I have accepted an offer from the Willamette Week to serve as its new Screen Editor, taking charge of the paper's movie, television, books, gaming and DVD coverage. I begin work on November 20. I am tremendously excited.
This means, of course, that I will be leaving The Pulse -- and Chattanooga -- early next month. It's tempting to be glib about the move, but this has been my home for the past three years (seven, if you count my lost years at Lookout Mountain's finest liberal arts school) and I can't begin to say how much I will miss my friends here.
So I won't try. Instead I'll say that I couldn't be prouder of the work I've done here, and I fully expect to see incisive, quality journalism continue at The Pulse. And I expect Chattanooga to remain the enchanting, confounding, insular and tender place that I've known. I expect it to be my home. And yes, I'll loan it a cigarette.
"Physical disease is treatable and curable; some mad people are also curable, chiefly by drugs, and if nobody seems to know how they work, who cares? But the poor old neurotic might just as well spend his money on booze and sex magazines. The only certain cure for arachnophobia is to spend twenty-four hours a day in a spacesuit, with a qualified person standing by holding a flame-thrower and a half-litre tranquilliser injection, just to be on the safe side."
—Kingsley Amis, "Shrinks," Memoirs
"In February 1949 [Sayyid] Qutb checked into the George Washington University Hospital to have his tonsils removed. There, a nurse scandalized him by itemizing the qualities she sought in a lover. He was already on guard against the forward behavior of the American woman, 'who knows full well the beauties of her body, her face, her exciting eyes, her full lips, her bulging breasts, her full buttocks and her smooth legs. She wears bright colors that awaken the primative sexual instincts, hiding nothing, but adding to that the thrilling laugh and the bold look.' One can imagine what an irresistible object of sexual teasing he must have been.
"News came of the assassination of Hasan al-Banna, the Supreme Guide of the Society of Muslim Brothers, on February 12, in Cairo. Qutb relates that there was a hubbub in the streets outside his hospital window. He inquired about the reason for the festivities. 'Today the enemy of Christianity in the East was killed,' he says the doctors told him. 'Today, Hasan al-Banna was murdered.' It is difficult to credit that Americans, in 1949, were sufficiently interested in Egyptian politics to rejoice at the news of Banna's death."
—Lawrence Wright, The Looming Tower: Al-Qaeda and the Road to 9/11
"[Christopher] Hitchens claims to be unperturbed by his critics. 'You'd think I'd driven over their pets and abducted their daughters,' Hitchens said. 'I'd like to know what brings that on.' A pause. 'So I could do it more.'"

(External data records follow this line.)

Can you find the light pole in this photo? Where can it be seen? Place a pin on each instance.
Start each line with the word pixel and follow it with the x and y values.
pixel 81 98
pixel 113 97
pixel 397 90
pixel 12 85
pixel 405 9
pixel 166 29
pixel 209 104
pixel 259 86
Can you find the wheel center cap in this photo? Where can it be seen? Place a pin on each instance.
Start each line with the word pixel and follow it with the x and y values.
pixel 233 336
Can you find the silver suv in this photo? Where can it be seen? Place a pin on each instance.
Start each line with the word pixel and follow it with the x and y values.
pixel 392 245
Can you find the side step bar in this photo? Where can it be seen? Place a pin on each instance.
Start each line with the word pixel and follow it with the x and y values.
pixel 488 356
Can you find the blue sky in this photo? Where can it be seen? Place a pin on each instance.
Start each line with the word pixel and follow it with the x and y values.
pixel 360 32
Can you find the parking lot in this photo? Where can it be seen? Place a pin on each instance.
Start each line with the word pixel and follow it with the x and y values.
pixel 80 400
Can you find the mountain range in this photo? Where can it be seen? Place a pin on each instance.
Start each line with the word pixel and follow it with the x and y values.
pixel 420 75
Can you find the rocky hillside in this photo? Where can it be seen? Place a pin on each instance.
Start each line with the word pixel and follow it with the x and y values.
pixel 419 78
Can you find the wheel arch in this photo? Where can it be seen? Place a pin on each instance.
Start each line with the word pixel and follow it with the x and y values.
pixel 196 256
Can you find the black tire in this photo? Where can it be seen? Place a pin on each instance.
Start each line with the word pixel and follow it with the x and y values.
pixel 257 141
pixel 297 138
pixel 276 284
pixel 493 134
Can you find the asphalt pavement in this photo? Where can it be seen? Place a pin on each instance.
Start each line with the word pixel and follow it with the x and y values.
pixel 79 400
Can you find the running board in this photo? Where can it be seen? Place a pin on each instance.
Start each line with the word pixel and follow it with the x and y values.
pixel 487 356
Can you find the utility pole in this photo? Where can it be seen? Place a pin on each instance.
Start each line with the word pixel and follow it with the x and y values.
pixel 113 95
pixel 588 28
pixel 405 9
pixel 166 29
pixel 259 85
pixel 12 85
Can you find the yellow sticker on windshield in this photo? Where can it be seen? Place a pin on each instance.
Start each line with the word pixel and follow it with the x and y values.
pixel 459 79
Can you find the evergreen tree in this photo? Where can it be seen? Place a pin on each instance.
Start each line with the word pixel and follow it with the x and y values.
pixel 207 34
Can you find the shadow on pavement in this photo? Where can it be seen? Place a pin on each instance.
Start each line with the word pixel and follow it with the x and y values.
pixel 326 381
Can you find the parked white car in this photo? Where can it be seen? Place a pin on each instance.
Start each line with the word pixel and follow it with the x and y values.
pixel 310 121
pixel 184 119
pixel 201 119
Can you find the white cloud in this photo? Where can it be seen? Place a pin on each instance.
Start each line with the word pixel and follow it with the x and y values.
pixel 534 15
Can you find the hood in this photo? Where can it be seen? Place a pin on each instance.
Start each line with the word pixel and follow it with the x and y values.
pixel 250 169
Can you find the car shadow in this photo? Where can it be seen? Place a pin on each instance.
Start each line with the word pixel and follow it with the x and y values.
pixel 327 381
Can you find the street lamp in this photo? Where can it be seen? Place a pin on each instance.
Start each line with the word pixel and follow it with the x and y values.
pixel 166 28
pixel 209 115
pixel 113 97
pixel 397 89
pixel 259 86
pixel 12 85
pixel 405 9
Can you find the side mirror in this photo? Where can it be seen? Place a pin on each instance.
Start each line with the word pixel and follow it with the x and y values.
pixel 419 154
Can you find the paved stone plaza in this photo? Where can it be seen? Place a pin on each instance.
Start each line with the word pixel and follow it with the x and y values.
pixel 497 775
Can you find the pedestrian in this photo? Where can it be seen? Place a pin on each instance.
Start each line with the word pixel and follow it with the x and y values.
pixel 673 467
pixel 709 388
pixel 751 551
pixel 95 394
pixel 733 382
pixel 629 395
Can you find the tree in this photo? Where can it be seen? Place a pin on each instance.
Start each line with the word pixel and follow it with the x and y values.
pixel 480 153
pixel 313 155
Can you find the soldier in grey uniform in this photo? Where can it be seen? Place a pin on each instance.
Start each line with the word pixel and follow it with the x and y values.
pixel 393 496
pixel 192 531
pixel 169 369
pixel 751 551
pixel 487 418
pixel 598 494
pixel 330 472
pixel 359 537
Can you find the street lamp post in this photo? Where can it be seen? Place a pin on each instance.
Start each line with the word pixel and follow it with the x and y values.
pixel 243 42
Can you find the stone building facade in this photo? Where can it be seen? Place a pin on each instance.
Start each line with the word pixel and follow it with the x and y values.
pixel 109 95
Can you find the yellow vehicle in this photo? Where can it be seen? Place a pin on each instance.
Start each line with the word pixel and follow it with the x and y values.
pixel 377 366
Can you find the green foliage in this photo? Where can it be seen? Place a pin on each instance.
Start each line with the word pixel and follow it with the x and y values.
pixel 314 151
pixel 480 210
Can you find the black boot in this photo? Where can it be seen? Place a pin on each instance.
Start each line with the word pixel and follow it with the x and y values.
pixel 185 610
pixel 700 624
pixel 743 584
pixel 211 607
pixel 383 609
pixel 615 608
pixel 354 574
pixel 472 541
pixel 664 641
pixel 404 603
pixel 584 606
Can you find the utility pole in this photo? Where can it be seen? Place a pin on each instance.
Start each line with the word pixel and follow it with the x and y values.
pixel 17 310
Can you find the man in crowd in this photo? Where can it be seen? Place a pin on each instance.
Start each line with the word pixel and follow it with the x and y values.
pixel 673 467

— Ian Parker, "He Knew He Was Right," The New Yorker, October 16, 2006
My review of Tom Shachtman's book Rumspringa has been published in the latest edition of The Wilson Quarterly. I suppose this piece marks my national debut, such as it is, and I'm thrilled to be included among such august company. (Really, it's gratifying to be published anywhere: I wandered into a Barnes & Noble today, in search of the New Yorker's Christopher Hitchens profile, and couldn't suppress a grin upon spotting five copies of the new WQ issue waiting to be shelved.) Anyhow, the piece examines the unlikely Old Order Amish tradition of "running-around" time, a period of institutionalized apostasy meant to innoculate each new generation against the allure of the wider world. The results are as distinctive as you'd expect:
Consider a typical weekend party described in Rumspringa... While their elders sleep, hundreds of Amish teenagers travel back roads by buggy and the occasional recently purchased car, using cell phones pulled from beneath aprons to find the farm where festivities will be held. “A good party is when there’s, like, 200 kids there,” one reveler explains, “really loud music, and everybody’s drinking and smoking and having a great old time.” Couples wander into the dark pasture to hook up, while Amish drug dealers sell marijuana, cocaine, and crystal methamphetamine. The party ends when it’s time for the hosts to milk the cows.
But don't worry about them. They pretty much all grow unhappy and go home. The kids, I mean. The cows never left.